The e-prop compiler supports
ml_genn.neurons.LeakyIntegrateFire
andml_genn.neurons.AdaptiveLeakyIntegrateFire
hidden neuron models; andml_genn.losses.SparseCategoricalCrossentropy
loss functions for classification andml_genn.losses.MeanSquareError
for regression.e-prop is derived from Real-Time Recurrent Learning (RTRL) so does not require a backward pass meaning that its memory overhead does not scale with sequence length. However, e-prop requires a per-connection eligibility trace meaning that it is incompatible with connectivity like convolutions with shared weights. Furthermore, because each connection has to be updated every timestep, training performance is not improved by sparse activations.
- Parameters:
example_timesteps (int) – How many timesteps each example will be presented to the network for
losses – Either a dictionary mapping loss functions to output populations or a single loss function to apply to all outputs
optimiser – Optimiser to use when applying weights
tau_reg (float) – Time constant with which hidden neuron spike trains are filtered to obtain the firing rate used for regularisation [ms]
c_reg (float) – Regularisation strength
f_target (float) – Target hidden neuron firing rate used for regularisation [Hz]
train_output_bias (bool) – Should output neuron biases be trained?
dt (float) – Simulation timestep [ms]
batch_size (int) – What batch size should be used for training? In our experience, e-prop works well with very large batch sizes (512)
rng_seed (int) – What value should GeNN’s GPU RNG be seeded with?
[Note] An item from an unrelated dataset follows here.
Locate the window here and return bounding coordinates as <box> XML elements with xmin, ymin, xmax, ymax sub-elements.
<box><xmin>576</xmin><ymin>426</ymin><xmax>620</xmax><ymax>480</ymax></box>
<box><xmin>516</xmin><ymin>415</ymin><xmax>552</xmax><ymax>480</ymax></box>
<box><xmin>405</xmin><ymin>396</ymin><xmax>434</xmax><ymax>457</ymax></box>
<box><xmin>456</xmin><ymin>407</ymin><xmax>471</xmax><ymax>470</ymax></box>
This is used for all GPU randomness e.g. weight initialisation and Poisson spike train generation
kernel_profiling (bool) – Should GeNN record the time spent in each GPU kernel? These values can be extracted directly from the GeNN model which can be accessed via the
genn_model
property of the compiled model.reset_time_between_batches (bool) – Should time be reset to zero at the start of each example or allowed to run continously?
communicator (Communicator) – Communicator used for inter-process communications when training across multiple GPUs.
EventProp
- class ml_genn.compilers.EventPropCompiler(example_timesteps, losses, optimiser='adam', reg_lambda_upper=0.0, reg_lambda_lower=0.0, reg_nu_upper=0.0, max_spikes=500, strict_buffer_checking=False, per_timestep_loss=False, dt=1.0, ttfs_alpha=0.01, softmax_temperature=1.0, batch_size=1, rng_seed=0, kernel_profiling=False, communicator=None, delay_optimiser=None, delay_learn_conns=[], **genn_kwargs)
Compiler for training models using EventProp [Wunderlich2021].
The EventProp compiler supports
ml_genn.neurons.LeakyIntegrateFire
hidden neuron models; andml_genn.losses.SparseCategoricalCrossentropy
loss functions for classification andml_genn.losses.MeanSquareError
for regression.EventProp implements a fully event-driven backward pass meaning that its memory overhead scales with the number of spikes per-trial rather than sequence length.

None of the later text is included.